The liminal space we inhabit when someone dear to us dies opens us up to deep feelings, even to the supernatural: suddenly everything seems infused with meaning. I have written work I consider elegiac for my mother and father, my partner John, for my cat Cookie (See blog post Animals as Inspiration) and even a sister-in-law, lost not through death, but divorce. One of these is a poem, but the rest are fiction. Here is a meditation on a possible afterlife. It first appeared in Dark Matter. Summer 2015 #7
e-heaven
. . . a new idea for heaven
I would like to propose e-heaven; I would like to present this to the committee on celestial slash scientific affairs, or the committee on cosmology or the one on hope: The “e” might stand for energy, which I understand is never lost so that no matter (and speaking of matter, it could be hidden there) no matter what we do it lingers forever in the universe — or the “e” might stand for electronics or Ethernet which, some believe (and have acted upon their belief by designing clever, colorful, impressive-as-any-Memorial-Stone homepages) might allow us to live forever on the web (which too is always changing but never lost) — and hence and then too, the “e” might stand for erased files that are not permanently erased but momentarily deleted on an abandoned hard drive or floppy discs forgotten in a basement somewhere or garage or landfill waiting to be retrieved by a brainy geek (God?) – again one of the points being that nothing is ever lost, and here/there/now is a “t” which I will posit stands for time, which we know is only a dimension and not the absolute that it once was thought to be, so that death perhaps is liberation from that dimension, freedom to travel without our bodies on a wave of light (whose speed is absolute) to find the energy (and our body) which is not lost and dwells here/there in body and emotion (emotion: another e-word, part of the “e” of energy) that is never lost, and an aspect of this proposed liberation being that we can choose the moment or moments (and hence the emotion or emotions), the best moments of our life and inhabit them forever (or for as long as we choose, Free Will being an axiom of this theorem). And that would be heaven.

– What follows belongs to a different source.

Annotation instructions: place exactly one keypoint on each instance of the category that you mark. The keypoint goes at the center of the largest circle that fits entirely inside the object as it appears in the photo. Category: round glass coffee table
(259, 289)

Yes, we would ride the light of our life – not a reincarnated life, which, when you think about it is not really our life at all: not our memory, not our experience, not our body (because again I would like to emphasize our body would be here/there too [in e-Heaven] projected by light though paradoxically we would travel [ride the wave of light] here/there only after death, when we have for all intents and purposes lost our bodies, but not really or rather only for that and future moments, but time being the single dimension that it is, the past moments stretch across the universe and are here/there for us [past, present, and future, here/there, up/down, now/then being heuristic devices, not reality] ) — of course, we might choose hell, e-hell, it being the worst moments, moments when we walked the blocks alone dreading to go home or walked them because we had no home – or we might choose to travel to the future, curious merely to observe, without emotion or body, the aftermath – curious to follow a thought to its conclusion. For my part, having held a dying person’s hand, having combed a dying person’s hair, I have found emotion and body to be as fierce as curiosity and thought.
This, of course, is only a proposal in rough draft form. It needs fine tuning. It awaits observational or experimental validation. No doubt someone will find holes in my science though I have never claimed, and will never claim, to be a scientist, only a pilgrim who has read Einstein for Dummies and who has been intrigued by Schroeder’s cat, as well as unified and string theory, all of whom or which I must credit in part for my proposal. I would also like to thank the ancient Egyptians, who unlike the Greeks (whose Hades was all shadow, not light) believed that heaven would be like Earth, only better: the wheat crops would never fail, the light would shine very brightly, our love would abide.